Half-way down was the Post Office, and on
the steps of it stood the postmistress and a policeman hard at work
conning a telegram. When they saw me they wakened up, and the
policeman advanced with raised hand, and cried on me to stop.
I nearly was fool enough to obey. Then it flashed upon me that
the wire had to do with me; that my friends at the inn had come to an
understanding, and were united in desiring to see more of me, and
that it had been easy enough for them to wire the description of me
and the car to thirty villages through which I might pass. I released
the brakes just in time. As it was, the policeman made a claw at the
hood, and only dropped off when he got my left in his eye.

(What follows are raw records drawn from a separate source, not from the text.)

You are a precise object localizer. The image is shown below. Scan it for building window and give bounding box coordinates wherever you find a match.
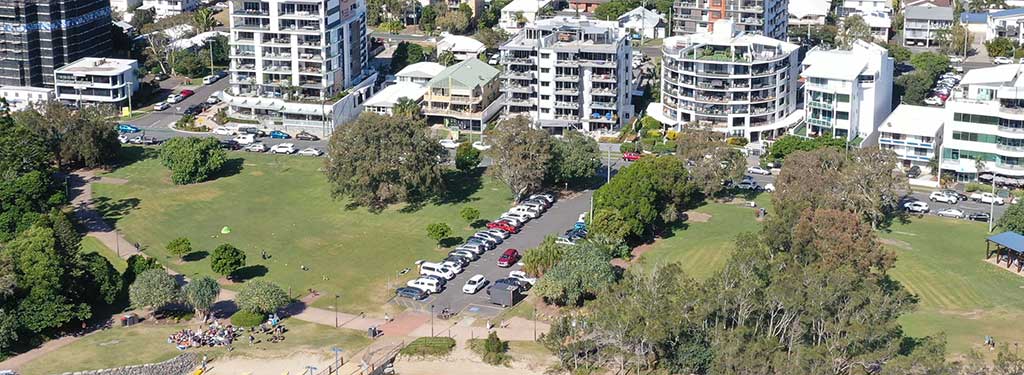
[541,68,549,73]
[836,111,849,120]
[954,112,1000,125]
[837,94,850,102]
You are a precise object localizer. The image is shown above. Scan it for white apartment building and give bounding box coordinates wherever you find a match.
[0,86,54,112]
[225,0,374,136]
[877,104,944,173]
[940,64,1024,183]
[841,0,890,15]
[53,58,139,107]
[395,62,445,85]
[903,5,953,47]
[111,0,143,14]
[436,34,486,62]
[985,8,1024,44]
[140,0,200,19]
[499,0,552,33]
[499,16,634,133]
[671,0,788,40]
[799,40,893,144]
[652,20,799,142]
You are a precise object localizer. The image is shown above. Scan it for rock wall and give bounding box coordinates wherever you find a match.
[56,352,198,375]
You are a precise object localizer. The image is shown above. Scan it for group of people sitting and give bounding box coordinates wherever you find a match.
[168,321,241,350]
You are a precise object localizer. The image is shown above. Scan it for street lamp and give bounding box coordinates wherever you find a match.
[430,304,435,337]
[334,294,339,328]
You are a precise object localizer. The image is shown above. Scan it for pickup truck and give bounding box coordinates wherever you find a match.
[970,192,1005,205]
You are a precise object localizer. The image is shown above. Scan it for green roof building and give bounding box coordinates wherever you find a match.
[423,58,504,130]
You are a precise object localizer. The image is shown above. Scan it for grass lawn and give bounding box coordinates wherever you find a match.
[18,319,369,374]
[881,216,1024,356]
[91,147,513,313]
[81,236,128,272]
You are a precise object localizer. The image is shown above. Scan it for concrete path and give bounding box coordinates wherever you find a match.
[68,170,141,259]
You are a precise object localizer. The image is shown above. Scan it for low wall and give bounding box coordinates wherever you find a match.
[57,353,198,375]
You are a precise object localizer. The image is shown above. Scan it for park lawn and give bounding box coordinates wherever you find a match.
[18,319,369,375]
[81,236,128,272]
[634,195,767,280]
[882,216,1024,356]
[91,147,513,313]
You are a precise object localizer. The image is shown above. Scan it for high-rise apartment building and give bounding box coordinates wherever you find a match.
[0,0,112,88]
[653,20,799,142]
[224,0,373,135]
[140,0,200,19]
[671,0,787,39]
[499,16,634,133]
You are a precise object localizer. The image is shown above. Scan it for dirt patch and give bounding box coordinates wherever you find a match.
[94,177,129,185]
[206,351,333,375]
[935,309,986,320]
[685,210,712,223]
[249,171,264,177]
[879,238,914,250]
[394,345,549,375]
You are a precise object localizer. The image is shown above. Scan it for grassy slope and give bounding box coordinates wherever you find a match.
[18,319,369,375]
[81,236,128,272]
[91,148,512,313]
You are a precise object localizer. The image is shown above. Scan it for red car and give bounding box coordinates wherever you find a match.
[622,152,642,162]
[486,221,519,234]
[180,89,195,98]
[497,248,520,267]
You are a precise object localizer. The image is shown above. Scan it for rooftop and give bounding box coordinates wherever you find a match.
[618,6,665,26]
[960,12,988,23]
[427,58,500,90]
[959,64,1021,85]
[853,10,891,28]
[437,33,486,54]
[363,82,428,108]
[56,58,136,75]
[662,20,799,62]
[789,0,830,18]
[396,62,446,80]
[989,7,1024,18]
[905,5,953,20]
[878,104,944,137]
[504,16,625,50]
[502,0,552,13]
[801,40,888,80]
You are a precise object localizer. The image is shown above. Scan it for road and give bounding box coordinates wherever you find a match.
[409,191,593,317]
[370,31,432,42]
[128,78,230,132]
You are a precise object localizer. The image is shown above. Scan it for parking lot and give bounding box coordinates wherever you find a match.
[393,190,593,317]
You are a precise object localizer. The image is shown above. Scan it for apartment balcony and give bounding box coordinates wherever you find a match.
[591,101,616,109]
[592,88,616,96]
[675,1,698,7]
[279,10,320,19]
[501,71,534,80]
[502,57,534,65]
[554,74,579,82]
[997,143,1024,152]
[502,84,534,93]
[298,40,323,47]
[231,50,256,58]
[554,101,580,109]
[590,114,617,123]
[233,7,270,16]
[264,38,292,46]
[428,94,483,104]
[299,66,323,74]
[695,95,729,103]
[507,98,534,107]
[233,63,257,71]
[232,37,255,45]
[592,74,616,82]
[555,60,580,67]
[235,23,271,31]
[806,117,833,127]
[263,52,293,60]
[297,53,322,61]
[265,65,293,73]
[1000,124,1024,134]
[581,59,616,68]
[751,94,776,103]
[737,17,764,25]
[695,70,731,77]
[808,101,833,110]
[554,87,580,95]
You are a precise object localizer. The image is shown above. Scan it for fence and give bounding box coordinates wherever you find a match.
[56,353,197,375]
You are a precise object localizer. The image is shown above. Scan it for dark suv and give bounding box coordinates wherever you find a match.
[396,286,427,300]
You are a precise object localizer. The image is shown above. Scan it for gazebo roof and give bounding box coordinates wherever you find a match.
[987,232,1024,253]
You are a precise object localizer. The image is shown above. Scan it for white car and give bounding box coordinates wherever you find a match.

I saw that main roads were no place for me, and turned into the
byways. It wasn't an easy job without a map, for there was the risk
of getting on to a farm road and ending in a duck-pond or a stable-
yard, and I couldn't afford that kind of delay. I began to see what
an ass I had been to steal the car. The big green brute would be the
safest kind of clue to me over the breadth of Scotland. If I left it
and took to my feet, it would be discovered in an hour or two and
I would get no start in the race.
The immediate thing to do was to get to the loneliest roads.
These I soon found when I struck up a tributary of the big river,
and got into a glen with steep hills all about me, and a corkscrew
road at the end which climbed over a pass.